Audience Question: We have the option to buy time to leave early. The 457 account is normally used to do this, what do you think about this? 

Christopher Gandia:  Okay, another popular question that gets asked a lot. A lot depends on how much is needed to purchase the retirement service credits… typically, it’s a significant amount of money that is required. But remember, what’s happening now as we reflect back to that retirement table? The 457 plan is a separate leg from your pension. So, if you’re taking money out of the 457 plan to buy retirement service credits to put into your pension, are you taking those 457 resources that could be compounding at a greater rate than your pension plan? Every state is different, but your pensions sometimes get adjusted by yearly cost of living adjustments. Typically they’re not all that much, they could be 1%, maybe 2%. If you’re lucky, maybe a little bit higher than that. However, your 457 plan, depending on your investment allocation, you could actually be earning a significantly higher rate of return and you have a diversified stream of income coming in. So, looking at the retirement table, the leg to your pension is getting skinnier and skinnier, maybe the 457 plan is bolstering it up by having higher rates of return.
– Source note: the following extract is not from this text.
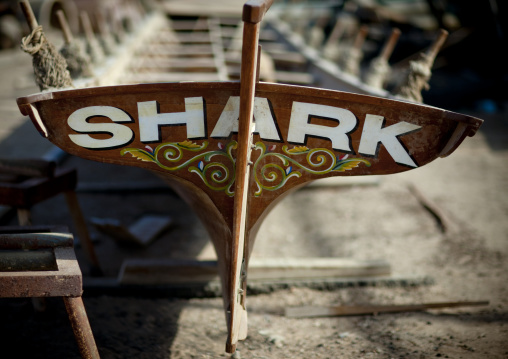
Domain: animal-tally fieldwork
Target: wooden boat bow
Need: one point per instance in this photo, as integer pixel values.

This is a major financial move that would require you to get further guidance and individual advice. In my experience, the overwhelming majority of people, in looking at their individual circumstances, do not benefit from taking money from their 457 plan to purchase those retirement service credits. I’ve done a lot of analysis and calculations for people and there is only a very small minority it works out well for, so be very careful with that one, but a fantastic question.

 

Audience Question: Would it be beneficial for me to invest a little money into different plans, such as a 401(b), Roth IRA, 457(b) plan at the same time? For example, 400 into each plan per month? 
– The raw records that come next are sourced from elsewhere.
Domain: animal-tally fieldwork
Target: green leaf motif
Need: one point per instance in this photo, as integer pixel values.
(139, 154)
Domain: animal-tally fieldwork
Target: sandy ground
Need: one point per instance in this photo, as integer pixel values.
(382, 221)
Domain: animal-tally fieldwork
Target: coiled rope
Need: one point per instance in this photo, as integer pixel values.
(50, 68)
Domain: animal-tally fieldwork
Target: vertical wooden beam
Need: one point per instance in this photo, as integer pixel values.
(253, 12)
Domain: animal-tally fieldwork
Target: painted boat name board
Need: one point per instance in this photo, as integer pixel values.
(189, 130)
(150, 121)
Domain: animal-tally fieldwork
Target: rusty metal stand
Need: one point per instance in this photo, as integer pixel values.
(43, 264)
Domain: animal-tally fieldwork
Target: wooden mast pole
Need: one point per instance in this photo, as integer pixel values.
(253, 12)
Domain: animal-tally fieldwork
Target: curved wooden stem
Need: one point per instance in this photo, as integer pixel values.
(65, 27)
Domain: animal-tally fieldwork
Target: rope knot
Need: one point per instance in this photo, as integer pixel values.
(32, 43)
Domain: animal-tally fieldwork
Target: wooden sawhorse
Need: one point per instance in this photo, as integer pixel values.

Christopher Gandia: So, I do like that, because it gives you a lot of different options in terms of your contributions going into tax-deferred and tax-free accounts. Again, going back to that Roth IRA, you don’t get any tax benefits upfront. But you get the tax benefits at the end when you pull it out, so it does give you a tax strategy. In terms of your 401 K plan make sure you contribute at least up to that company match. Absolutely, If you have access to a 457 plan, that’s your bridge account allowing you to access money prior to 59.5 upon termination of service. So, by using those three investment accounts, it provides for extremely good strategies for how and when you’re going to pull the money out and tax choices when you are entering into your retirement chapter. So, that’s a great idea. Again, just be very mindful of the income restrictions, because if you’re over an income threshold you may not be able to take advantage of the Roth IRA.  I’d refer to the IRS website for that information.

 

Audience Question: Can you go over the certifications for a financial advisor again?
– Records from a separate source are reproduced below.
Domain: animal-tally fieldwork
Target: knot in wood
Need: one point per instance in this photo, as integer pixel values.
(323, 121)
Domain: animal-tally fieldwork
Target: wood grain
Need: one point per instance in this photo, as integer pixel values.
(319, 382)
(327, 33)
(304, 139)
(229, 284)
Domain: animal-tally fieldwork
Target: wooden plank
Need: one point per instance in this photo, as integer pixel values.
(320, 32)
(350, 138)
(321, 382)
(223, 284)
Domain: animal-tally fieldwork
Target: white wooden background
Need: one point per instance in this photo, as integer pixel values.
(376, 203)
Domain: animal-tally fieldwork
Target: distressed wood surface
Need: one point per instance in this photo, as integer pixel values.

Christopher Gandia:  Certainly, the most common one is a Certified Financial Planner, CFP which is one of the gold standards for certifications. A couple of other gold standards would be the Certified Financial Analyst or Chartered Financial Consultant, those are the three most popular ones. I would recommend searching online for top financial advisor certifications and you can see those three that I just mentioned: Certified Financial Planner, Chartered Financial Consultant, and Chartered Financial Analyst. You can also go on CFP.net, to look for a Certified Financial Planner in your area. Again, you’ll get advisors that are certified under the Board of Standards who need to abide by ethics, regulations, and fiduciary standards. The fiduciary standard is extremely important to make sure that they are looking out for your interests and not their own.